Roth und Benjamin waren einander nicht sonderlich zugetan. Beim Lesen dieser Berichte wird aber deutlich, daß es eine Reise der Desillusionierung war. Gleichwohl sind Roths Beobachtungen von jener kristallinen sprachlichen Genauigkeit, die auch seinen Romanen und Erzählungen eigen ist. Ob es um Prostitution, Zeitungszensur oder das ärmliche Leben der russischen Bauern geht: immer ist eine vorurteilslose Einfühlsamkeit spürbar, die den heutigen Leser unmittelbar berührt.
Natürlich kann man das Buch nicht zur Hand nehmen, ohne an die gegenwärtige Entwicklung in Joseph Roths Geburtsregion zu denken. Und man liest: „Die Ukrainer, die in Rußland, in der Tschechoslowakei, in Rumänien vorhanden sind, verdienten gewiß einen eigenen Staat, wie jedes ihrer Wirtsvölker. Aber sie kommen in den Lehrbüchern, aus denen die Weltaufteiler ihre Kenntnisse beziehen, weniger ausführlich vor als in der Natur – und das ist ihr Verhängnis."

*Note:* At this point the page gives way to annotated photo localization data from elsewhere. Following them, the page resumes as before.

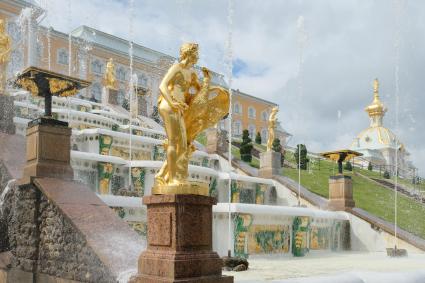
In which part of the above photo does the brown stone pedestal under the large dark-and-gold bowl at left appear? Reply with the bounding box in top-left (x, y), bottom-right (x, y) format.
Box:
top-left (20, 118), bottom-right (74, 184)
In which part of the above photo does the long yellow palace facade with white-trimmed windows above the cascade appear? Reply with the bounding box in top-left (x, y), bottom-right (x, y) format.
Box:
top-left (0, 0), bottom-right (290, 145)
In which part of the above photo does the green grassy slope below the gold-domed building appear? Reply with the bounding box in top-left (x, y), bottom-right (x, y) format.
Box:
top-left (238, 147), bottom-right (425, 241)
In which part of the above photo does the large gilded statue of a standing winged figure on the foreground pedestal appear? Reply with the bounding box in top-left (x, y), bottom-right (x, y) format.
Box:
top-left (153, 43), bottom-right (230, 194)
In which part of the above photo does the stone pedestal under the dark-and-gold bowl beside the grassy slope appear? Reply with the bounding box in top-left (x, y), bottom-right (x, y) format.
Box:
top-left (328, 175), bottom-right (355, 211)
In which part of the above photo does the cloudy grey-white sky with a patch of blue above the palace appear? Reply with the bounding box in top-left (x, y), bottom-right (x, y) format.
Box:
top-left (39, 0), bottom-right (425, 177)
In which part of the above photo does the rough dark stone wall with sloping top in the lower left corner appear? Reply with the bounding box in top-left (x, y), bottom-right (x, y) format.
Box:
top-left (0, 181), bottom-right (127, 282)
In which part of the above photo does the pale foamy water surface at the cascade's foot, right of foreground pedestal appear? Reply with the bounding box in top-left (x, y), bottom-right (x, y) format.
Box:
top-left (224, 252), bottom-right (425, 283)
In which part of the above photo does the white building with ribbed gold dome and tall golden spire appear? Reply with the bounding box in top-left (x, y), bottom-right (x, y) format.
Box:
top-left (350, 79), bottom-right (415, 176)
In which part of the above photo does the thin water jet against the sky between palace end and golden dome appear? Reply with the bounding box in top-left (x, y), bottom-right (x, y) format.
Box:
top-left (297, 16), bottom-right (307, 206)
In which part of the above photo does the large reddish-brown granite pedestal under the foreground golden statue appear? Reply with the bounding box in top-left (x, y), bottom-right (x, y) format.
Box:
top-left (130, 195), bottom-right (233, 283)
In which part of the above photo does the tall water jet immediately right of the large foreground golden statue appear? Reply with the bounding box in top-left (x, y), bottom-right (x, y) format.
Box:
top-left (225, 0), bottom-right (234, 256)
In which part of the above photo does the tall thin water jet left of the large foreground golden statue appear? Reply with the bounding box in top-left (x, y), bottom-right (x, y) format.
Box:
top-left (128, 0), bottom-right (134, 191)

Textura heißt diese wunderbar gestaltete Reihe des Beck Verlags, in der Joseph Roths Reisenotizen erschienen sind. Textura heißt Gewebe, und treffender könnte der Name nicht sein für eine Sammlung, die sich um randständige Texte: von Sappho, Boccaccio, Kafka und Trakl über die Klassiker der Moderne bis in die Gegenwart, jeweils hervorragend kommentiert und graphisch exquisit ausgeführt (den vorliegenden Band eröffnet in der Klappbroschur eine Karte der Sowjetrepubliken um 1023).
Ein ornamentreiches Gewebe der Weltliteratur, an dem wir, lesend, mitwirken.